Arterial blood (5 ml) was extracted at 1, 3, 5 and 7 days after operation. Serum levels of tumor necrosis factor-α (TNF-α), interleukin-6 (IL-6) and IL-10 were measured by enzyme-linked immunosorbent assay (ELISA) using a kit from Beckman Coulter, Inc. (Brea, CA, USA). All operations were performed in strict accordance with manufacturer's instructions. Optical density (OD) values at 450 nm were measured by a microplate reader (Potebio, Jiangsu, China) and were used to calculate TNF-α, IL-6 and IL-10 levels.

Evaluation criteria

Operation time, intraoperative blood loss, and propofol and remifentanil dosages were recorded for both groups. Postoperative adverse reactions caused by anesthetics, including nausea, vomiting, dizziness and drowsiness, were also recorded.

Visual analogue scale (VAS). A VAS was used to assess analgesic effects

The scores ranged from 0 to 10 (0 points representing painless and 10 points indicating unbearable severe pain). Evaluation criteria were as follows: Level I: 0–2 points, painless or slight pain, excellent analgesic effect; level II: 3–5 points, tolerable pain, good analgesic effect; level III: 6–8 points, obvious pain, poor analgesic effect; and level IV: ≥8 points, intolerable pain, no analgesic effect. Analgesic efficacy = (level I + II)/no. of patients × 100%.

Post-operative serum inflammation index analysis

Fasting venous blood (2–5 ml) was collected from patients in the morning. Serum inflammatory factors levels, including TNF-α, IL-6 and IL-10, were measured by ELISA.

Statistical analysis

Data were processed using SPSS 19.0 statistical software (SPSS Inc., Chicago, IL, USA). Measurement data are expressed as mean ± standard deviation, and t-test was used for comparisons. Count data were expressed as rates and χ2 test was performed for comparisons. P<0.05 was considered to indicate a statistically significant difference.

Results

Comparison of surgical conditions and anesthesia effects

There were no significant differences in operation time and intraoperative blood loss between the two groups. Propofol and remifentanil dosages required by the observation group were significantly lower than the control group (p<0.05; Table II).

Table II.

Comparison of surgical conditions and anesthesia effects.

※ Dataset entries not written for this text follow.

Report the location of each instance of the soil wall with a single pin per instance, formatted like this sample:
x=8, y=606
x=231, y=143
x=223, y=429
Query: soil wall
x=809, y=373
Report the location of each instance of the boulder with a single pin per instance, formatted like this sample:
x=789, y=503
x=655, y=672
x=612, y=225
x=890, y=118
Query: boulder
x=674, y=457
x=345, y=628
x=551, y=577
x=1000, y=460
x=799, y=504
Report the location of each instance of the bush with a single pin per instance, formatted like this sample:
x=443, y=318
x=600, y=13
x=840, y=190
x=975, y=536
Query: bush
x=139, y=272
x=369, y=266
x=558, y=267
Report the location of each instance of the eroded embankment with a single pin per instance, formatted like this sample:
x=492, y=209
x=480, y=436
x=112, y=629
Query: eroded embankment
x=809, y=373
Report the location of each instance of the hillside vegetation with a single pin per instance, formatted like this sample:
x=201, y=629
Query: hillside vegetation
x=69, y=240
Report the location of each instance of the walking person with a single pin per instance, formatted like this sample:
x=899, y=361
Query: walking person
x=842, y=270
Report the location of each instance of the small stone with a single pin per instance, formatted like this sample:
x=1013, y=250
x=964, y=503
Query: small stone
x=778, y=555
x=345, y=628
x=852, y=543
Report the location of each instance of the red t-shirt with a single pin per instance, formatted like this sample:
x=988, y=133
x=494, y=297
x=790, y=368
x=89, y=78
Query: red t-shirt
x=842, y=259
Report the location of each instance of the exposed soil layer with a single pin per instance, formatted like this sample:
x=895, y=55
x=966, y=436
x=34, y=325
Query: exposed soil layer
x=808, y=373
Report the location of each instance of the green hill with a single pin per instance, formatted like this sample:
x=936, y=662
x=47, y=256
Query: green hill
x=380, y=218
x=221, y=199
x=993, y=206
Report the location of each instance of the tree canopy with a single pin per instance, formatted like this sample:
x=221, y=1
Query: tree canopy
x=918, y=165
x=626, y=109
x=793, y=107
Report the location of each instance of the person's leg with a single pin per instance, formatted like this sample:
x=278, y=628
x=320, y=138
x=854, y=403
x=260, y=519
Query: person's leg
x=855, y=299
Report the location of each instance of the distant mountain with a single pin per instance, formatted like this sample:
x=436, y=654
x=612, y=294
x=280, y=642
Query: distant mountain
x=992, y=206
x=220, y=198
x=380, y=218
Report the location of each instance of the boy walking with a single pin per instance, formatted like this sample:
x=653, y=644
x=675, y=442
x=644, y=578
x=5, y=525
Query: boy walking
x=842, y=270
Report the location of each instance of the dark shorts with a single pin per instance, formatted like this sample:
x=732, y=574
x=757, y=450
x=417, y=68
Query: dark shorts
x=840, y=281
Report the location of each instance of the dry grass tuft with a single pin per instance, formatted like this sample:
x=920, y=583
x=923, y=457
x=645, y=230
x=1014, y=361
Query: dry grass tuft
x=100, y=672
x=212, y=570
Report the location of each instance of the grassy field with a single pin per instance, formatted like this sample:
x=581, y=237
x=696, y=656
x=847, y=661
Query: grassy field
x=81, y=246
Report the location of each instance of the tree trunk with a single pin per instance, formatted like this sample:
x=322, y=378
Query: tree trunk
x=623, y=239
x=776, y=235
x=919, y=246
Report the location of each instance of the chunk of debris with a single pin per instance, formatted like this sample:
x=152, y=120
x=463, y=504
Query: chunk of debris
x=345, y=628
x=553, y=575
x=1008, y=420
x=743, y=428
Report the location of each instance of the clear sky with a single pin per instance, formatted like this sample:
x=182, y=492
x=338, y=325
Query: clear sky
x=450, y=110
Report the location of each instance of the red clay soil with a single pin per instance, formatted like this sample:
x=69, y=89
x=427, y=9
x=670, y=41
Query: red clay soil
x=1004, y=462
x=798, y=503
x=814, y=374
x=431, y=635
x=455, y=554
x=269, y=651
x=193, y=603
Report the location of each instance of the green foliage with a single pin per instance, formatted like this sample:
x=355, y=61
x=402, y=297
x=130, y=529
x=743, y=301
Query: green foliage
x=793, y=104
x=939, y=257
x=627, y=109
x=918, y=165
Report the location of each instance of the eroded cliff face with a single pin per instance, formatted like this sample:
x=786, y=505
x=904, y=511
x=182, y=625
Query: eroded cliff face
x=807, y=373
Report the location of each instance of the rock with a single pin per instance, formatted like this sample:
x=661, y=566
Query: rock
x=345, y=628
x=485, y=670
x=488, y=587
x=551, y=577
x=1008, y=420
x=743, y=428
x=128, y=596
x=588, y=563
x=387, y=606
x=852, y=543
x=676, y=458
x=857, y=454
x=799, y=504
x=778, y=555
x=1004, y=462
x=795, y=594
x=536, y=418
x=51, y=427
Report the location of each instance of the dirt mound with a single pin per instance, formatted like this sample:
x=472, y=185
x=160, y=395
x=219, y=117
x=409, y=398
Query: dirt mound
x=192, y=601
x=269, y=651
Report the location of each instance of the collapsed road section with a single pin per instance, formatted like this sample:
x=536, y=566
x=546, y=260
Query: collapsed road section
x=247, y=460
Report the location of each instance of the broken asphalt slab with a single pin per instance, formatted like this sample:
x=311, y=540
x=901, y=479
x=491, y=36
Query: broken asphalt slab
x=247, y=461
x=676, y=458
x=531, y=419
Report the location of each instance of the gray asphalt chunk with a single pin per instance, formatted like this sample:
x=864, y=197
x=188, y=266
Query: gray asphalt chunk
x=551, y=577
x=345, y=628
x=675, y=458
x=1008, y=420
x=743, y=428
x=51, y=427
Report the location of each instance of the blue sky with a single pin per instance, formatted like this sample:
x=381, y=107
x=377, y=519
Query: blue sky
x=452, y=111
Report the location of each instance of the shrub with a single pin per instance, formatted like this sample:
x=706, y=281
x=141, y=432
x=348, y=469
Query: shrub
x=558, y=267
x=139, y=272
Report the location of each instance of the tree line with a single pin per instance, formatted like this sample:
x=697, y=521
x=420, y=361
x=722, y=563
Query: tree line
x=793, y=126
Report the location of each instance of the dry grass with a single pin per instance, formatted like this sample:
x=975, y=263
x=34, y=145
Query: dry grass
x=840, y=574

Groups	Cases	Operation time (min)	Intraoperative blood loss (ml)	Propofol dosage (mg)	Remifentanil dosage (µg)
Observation	46	124.76±9.15	226.13±9.63	1084.23±21.53	2204.23±71.53
Control	46	125.34±9.77	225.87±9.38	1467.56±22.47	2977.56±72.48
t-test		1.974	0.131	85.544	51.506
P-value		0.769	0.896	<0.001	<0.001

Comparison of analgesic effects

The effective rate of analgesia in the observation group was significantly higher than in the control group (p<0.05). Therefore, pain was significantly reduced in observation group (p<0.05; Table III).

Table III.

Comparison of analgesic effects (n, %).

Groups	Cases	Level I	Level II	Level III	Level IV	Effective rate of analgesia
Observation	46	36 (78.26)	7 (15.22)	3 (6.52)	0 (0.00)	43 (93.47)
Control	46	18 (39.13)	14 (30.43)	11 (23.91)	3 (6.52)	32 (69.56)
χ2						15.905
P-value						0.001

Comparison of adverse effects caused by anesthetics

Nausea, vomiting, dizziness and drowsiness were found in 6 patients in the observation group (incidence rate 13.04%). Those adverse effects were found in 20 patients in the control group (incidence rate 43.48%). The adverse effect incidence rate was therefore significantly lower in the observation group compared to the control group (p<0.05; Table IV).

Table IV.

Comparison of adverse effects caused by anesthetics (n, %).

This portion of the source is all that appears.